Non-limiting examples of perceptual sensing technologies include
gesture recognition using depth sensors and/or two-dimensional
cameras, gaze detection, and speech or sound recognition. The
information captured using one type of sensing technology is often
not able to be captured with another type of technology. Thus,
using multiple perceptual sensing technologies allows more
information to be captured about a user's actions. Further, by
synergistically leveraging the information acquired using multiple
perceptual sensing technologies, a more natural user interface can
be created for a user to interact with an electronic device.
[0015] Various aspects and examples of the invention will now be
described. The following description provides specific details for
a thorough understanding and enabling description of these
examples. One skilled in the art will understand, however, that the
invention may be practiced without many of these details.
Additionally, some well-known structures or functions may not be
shown or described in detail, so as to avoid unnecessarily
obscuring the relevant description.
[0016] The terminology used in the description presented below is
intended to be interpreted in its broadest reasonable manner, even
though it is being used in conjunction with a detailed description
of certain specific examples of the technology. Certain terms may
even be emphasized below; however, any terminology intended to be
interpreted in any restricted manner will be overtly and
specifically defined as such in this Detailed Description
section.
[0017] Perceptual sensing technologies capture information about a
user's behavior and actions. Generally, these technologies include
a hardware component--typically some type of sensing device--and
also an associated processing module for running algorithms to
interpret the data received from the sensing device. These
algorithms may be implemented in software or in hardware.
[0018] The sensing device may be a simple RGB (red, green blue)
camera, and the algorithms may perform image processing on the
images obtained from the RGB camera to obtain information about the
user's actions. Similarly, the sensing device may be a depth (or
"3D") camera. In both of these cases, the algorithm processing
module processes the videostream obtained from the camera (either
RGB or depth video, or both), to interpret the movements of the
user's hands and fingers, or his head movements or facial
expressions, or any other information that can be extracted from a
user's physical movements or posture.
[0019] Furthermore, the sensing device may be a microphone, or a
microphone array for converting sounds, such as spoken words or
other types of audible communication, into an electrical signal.

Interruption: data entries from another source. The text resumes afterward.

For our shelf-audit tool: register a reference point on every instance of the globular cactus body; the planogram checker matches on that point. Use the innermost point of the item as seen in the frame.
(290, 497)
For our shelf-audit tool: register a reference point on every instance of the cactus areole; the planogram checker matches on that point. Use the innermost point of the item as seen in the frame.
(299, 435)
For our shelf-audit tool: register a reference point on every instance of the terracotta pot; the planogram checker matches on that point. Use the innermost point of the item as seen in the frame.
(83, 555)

The associated algorithm processing module may process the captured
acoustic signal and translate it into spoken words or other
communications.
[0020] An additional common perceptual sensing technology is a
touch screen, in which case the algorithm processing module
processes the data captured by the touch screen to understand the
positions and movements of the user's fingers touching the
screen.
[0021] A further example is gaze detection, in which a hardware
device is used to capture information about where the user is
looking, and the algorithm processing module may interpret this
data to determine the direction of the user's gaze on a monitor or
virtual scene.
[0022] These perceptual sensing technologies have broad
applications, for example, speech recognition may be used to answer
telephone-based queries, and gaze detection may be used to detect
driver awareness. However, in the present disclosure, these
perceptual sensing technologies will be considered in the context
of enabling user interaction with an electronic device.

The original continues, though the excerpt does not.